All’età di 93 anni, con una lunga carriera di regista e di sceneggiatore, muore il regista ungherese Miklos Jancsò. Aveva vinto la Palma d’oro a Cannes nel 1972 con un film definito rivoluzionario: “Salmo rosso”, mentre Venezia lo insignì del Leone d’oro alla carriera nel 1990. Un regista che, a modo suo, si è imposto nel cinema europeo con una cifra stilistica fra la denuncia politica (antistalinista per maturazione) e la tendenza a “scandalizzare”.
Come accadde a Cannes nel 1975 con “Vizi privati e pubbliche virtù” per alcune scene di nudo che vedono, tra l’altro, la partecipazione come figurante di una giovanissima Ilona Staller, da poco stabilitasi in Italia e non ancora conosciuta come « Cicciolina ». Nel cast anche gli attori italiani Franco Branciaroli e Pamela Villoresi.

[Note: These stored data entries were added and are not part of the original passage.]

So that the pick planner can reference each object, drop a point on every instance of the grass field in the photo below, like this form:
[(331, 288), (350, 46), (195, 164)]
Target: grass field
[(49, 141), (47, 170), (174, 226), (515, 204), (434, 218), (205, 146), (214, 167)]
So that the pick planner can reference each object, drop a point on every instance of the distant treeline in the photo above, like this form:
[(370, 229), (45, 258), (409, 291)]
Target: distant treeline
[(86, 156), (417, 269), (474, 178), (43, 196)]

Anche Monica Vitti sarà diretta da Jancsò nel film “La pacifista” girato nel 1970 in Italia, paese nel quale vive e lavora per un decennio, negli anni ’70, sposato con la giornalista e sceneggiatrice Giovanna Gagliardo. Prima il regista era stato sposato con una eccellente regista ungherese, Márta Mészáros, impostasi a Venezia per averci fatto apprezzare e meglio conoscere, col suo film “La settima stanza”, la personalità di Edith Stein, la filosofa uccisa nei campi di sterminio nazisti, elevata agli altari come Santa Teresa della Croce da Papa Giovanni Paolo II.

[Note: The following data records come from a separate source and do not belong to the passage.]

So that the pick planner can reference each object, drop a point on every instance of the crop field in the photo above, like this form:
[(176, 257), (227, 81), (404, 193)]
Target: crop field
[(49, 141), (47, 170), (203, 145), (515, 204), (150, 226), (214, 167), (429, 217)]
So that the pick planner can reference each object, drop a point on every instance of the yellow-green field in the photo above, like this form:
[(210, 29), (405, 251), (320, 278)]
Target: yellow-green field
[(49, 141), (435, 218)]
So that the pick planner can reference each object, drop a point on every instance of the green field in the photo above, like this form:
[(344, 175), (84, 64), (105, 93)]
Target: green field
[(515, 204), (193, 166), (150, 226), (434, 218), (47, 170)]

La formazione di Jancsò – si apprende dalla sua biografia – si coltiva in ambienti religiosi, mentre il suo paese vive le tragiche vicende storiche degli anni ‘40. Iscrittosi all’Università di Kolozsvár, in Transilvania, vi compie gli studi di giurisprudenza, laureandosi nel 1944. Vivrà tutti i patimenti dell’occupazione nazista prima e del regime sovietico dopo. Vocato ai principi del socialismo, dopo la seconda guerra mondiale Jancsó aderisce ai cosiddetti collegi popolari, nati con lo scopo di rifondare la cultura e di creare una « coscienza di classe » nei figli dei contadini e degli operai per la costruzione di una autentica « democrazia popolare ».
Entra così in un gruppo teatrale e si iscrive all’Istituto di arte drammatica e cinematografica di Budapest, ma l’entusiasmo si spegne quando il movimento dei collegi popolari viene assorbito dalla burocrazia di partito, che soffoca gli slanci di democrazia e impone i metodi polizieschi dell’epurazione e della repressione staliniana. Jancsó riesce a diplomarsi in cinematografia nel 1951, ma arriva alla conclusione che «lo stalinismo, più che un errore, è un crimine».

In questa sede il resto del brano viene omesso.